Old 06-15-2011, 10:45 AM
  # 22 (permalink)  
LeeLuBlue
Member
 
Join Date: Sep 2010
Location: NJ
Posts: 4
13th step

I'd like to offer an another perspective. Alanon 2 years. I've seen alanon members come into the rooms on the brink of seperation or divorce, they and their partners in many cases have made it to the rooms of recovery as a couple, but there has been some damage done. The first year of sobreity is just as hard as the last year out there. It is a huge adjustment period, and equally difficult on a couple. I've also seen members lonly members from the rooms hit on newcomers. In one case the guy was in for a week before a long standing woman member member of AA went away fro the weekend with him. So who do you blame? However, having seen alanon comes in angry, and a year later or a bit more, that relationship begins to heal, or is on the brink of healing. When you thirteenth step someone in a seperated position, you rob people and families of a chance to heal, dashing any new found ground they have made. On the other hand, in some cases people do come from long standing unhappiness and/or lonliness, I get it. Couples seperate for a while as sometimes recommended by the book of AA itself, some will reconcile, some will not. I do feel however that seperation in a newcomer situation wether the AA member or the family member is a newcomer, is not an excuse to rob these people of a fair fighting chance to let program work its magic. I
feel like you are damaging much more than just the potential individual.
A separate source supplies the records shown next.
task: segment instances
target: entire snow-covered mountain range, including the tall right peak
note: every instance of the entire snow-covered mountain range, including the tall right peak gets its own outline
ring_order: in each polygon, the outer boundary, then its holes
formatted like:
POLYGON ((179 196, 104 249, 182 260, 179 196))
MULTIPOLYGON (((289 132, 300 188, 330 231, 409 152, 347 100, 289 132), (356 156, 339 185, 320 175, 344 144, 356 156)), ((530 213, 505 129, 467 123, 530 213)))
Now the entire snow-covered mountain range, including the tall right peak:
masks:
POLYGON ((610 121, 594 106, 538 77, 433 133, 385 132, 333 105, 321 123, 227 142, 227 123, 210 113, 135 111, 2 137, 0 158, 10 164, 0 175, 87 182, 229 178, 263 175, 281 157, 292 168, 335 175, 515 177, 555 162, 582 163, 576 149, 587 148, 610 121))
You are in fact also damaging AA and its reputation. I've also seen huge setbacks from this on the Alanon side. Meaning peopel who were doing well, in their own recovery in Alanon, just learning to trust, just beginning to "come around" "come back" get strong, totally obliterated in their own recovery by this type of behavior. These people are fed that it is their hope. They are told to trust. They are told to "give space" for the good of their qualifier. they do this out of love. When a situation like this occurs, they feel betrayed. You can say it's the individuals and not the program and in many many cases it is. Hell you cant stop them - all you can do is advise them. just another perspective.